We sketch how changes in the iRODS catalog can be captured in realtime into Apache Kafka, and how we materialize those master-records as a readonly 'view' in OpenSearch using Apache Flink stream processor. We show that the same tools can be used to continuously monitor project usage within iRODS. As a last application, we sketch how audit logs can be collected and processed, and show future challenges.

DAViDD: Initial data management solution for UNC's READDI AViDD Center [slides] [video]
Terrell Russell - iRODS Consortium

The Rapidly Emerging Antiviral Drug Discovery Initiative AViDD Center (READDI-AC) is an NIH-funded public-private partnership focused on developing effective antiviral drugs to combat emerging viruses. The READDI-AC is one of nine Antiviral Drug Discovery (AViDD) Centers funded by the National Institute of Allergy and Infectious Disease (NIAID) at the National Institutes of Health.

The data management preparation, storage, and analysis are handled with DAViDD, a combination of iRODS, the HTTP API, and a custom Angular application. This talk will discuss the development of laboratory and researcher use cases; designing, building, and staging the application; and its early production use.
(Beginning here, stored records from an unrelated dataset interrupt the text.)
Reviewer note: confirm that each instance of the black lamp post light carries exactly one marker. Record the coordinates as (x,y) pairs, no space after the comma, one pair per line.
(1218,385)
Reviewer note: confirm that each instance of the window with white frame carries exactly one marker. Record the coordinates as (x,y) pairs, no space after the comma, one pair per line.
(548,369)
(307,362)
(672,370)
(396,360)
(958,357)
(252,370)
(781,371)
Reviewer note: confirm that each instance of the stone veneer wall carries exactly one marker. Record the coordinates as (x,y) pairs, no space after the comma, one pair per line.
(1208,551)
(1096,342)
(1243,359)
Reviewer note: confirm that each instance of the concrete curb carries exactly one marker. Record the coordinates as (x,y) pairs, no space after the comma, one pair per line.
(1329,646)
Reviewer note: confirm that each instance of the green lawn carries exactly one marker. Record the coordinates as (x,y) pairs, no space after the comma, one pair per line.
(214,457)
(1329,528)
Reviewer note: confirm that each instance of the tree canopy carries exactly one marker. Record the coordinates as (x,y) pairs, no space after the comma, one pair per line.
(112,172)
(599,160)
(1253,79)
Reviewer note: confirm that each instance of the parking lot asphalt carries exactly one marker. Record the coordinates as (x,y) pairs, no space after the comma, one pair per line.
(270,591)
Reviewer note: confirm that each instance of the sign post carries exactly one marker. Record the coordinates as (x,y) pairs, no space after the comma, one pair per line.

The LEXIS Platform V2 and using iRODS for large scale data management [slides] [video]
Martin Golasowski - IT4Innovations / VSB-TU Ostrava
Mohamad Hayek - Leibniz Supercomputing Centre

The LEXIS Platform allows easy access to HPC and Cloud resources with complex workflow orchestration and distributed data management based on iRODS. In our talk we present the improved version of the LEXIS Platform, including centralised metadata index, direct staging from iRODS zones and application container support. Extension of the LEXIS data management features are planned within the Horizon Europe EXA4MIND project, which focuses on handling large amounts of data between various data sources like databases or object storage and HPC infrastructure, including data publication features following FAIR principles. We also describe various use-cases for iRODS in the HPC environment, including using iRODS as data transfer gateway and preservation service based on EUDAT B2SAFE and testing of new iRODS interfaces such as S3 and HTTP API.

A Rust Library Crate for iRODS [slides] [video]
Phillip Davis - Appalachian State University
Best Student Technology Award Winner

Rust has a number of features that make it desirable for an iRODS client. For example, its strong type system and the borrow checker provide compile-time guarantees against unexpected runtime errors. I present an iRODS client library written in Rust. Connections are presently coupled with their connection pool, implemented using the deadpool library, but could be used independently with slight additions. However, deadpool allows connections to make limited use of async. Connection pools are generic over iRODS protocol encoding (currently only XML is supported), transport protocol, and authentication strategy. Message serialization and deserialization will only allocate heap memory if users explicitly opt in by using message types which own their data. Finally, TLS/SSL is delegated to operating system implementations using the native-tls library.

Integration of iRODS in a Federated IT Service through HTTP and Python API [slides] [video]
Gautier Debaecker - CC-IN2P3
Mathia Pagani - CC-IN2P3

The Federated IT Service (FITS) project, a collaborative endeavor between the IN2P3 (Institut national de physique nucléaire et de physique des particules) computing center and French national HPC Center named IDRIS (Institut du développement et des ressources en informatique scientifique), addresses the challenge of managing the escalating data volumes generated by research infrastructures. The project aims to consolidate computing and storage resources while maintaining control over hosting expenses and minimizing the ecological footprint of digital technologies.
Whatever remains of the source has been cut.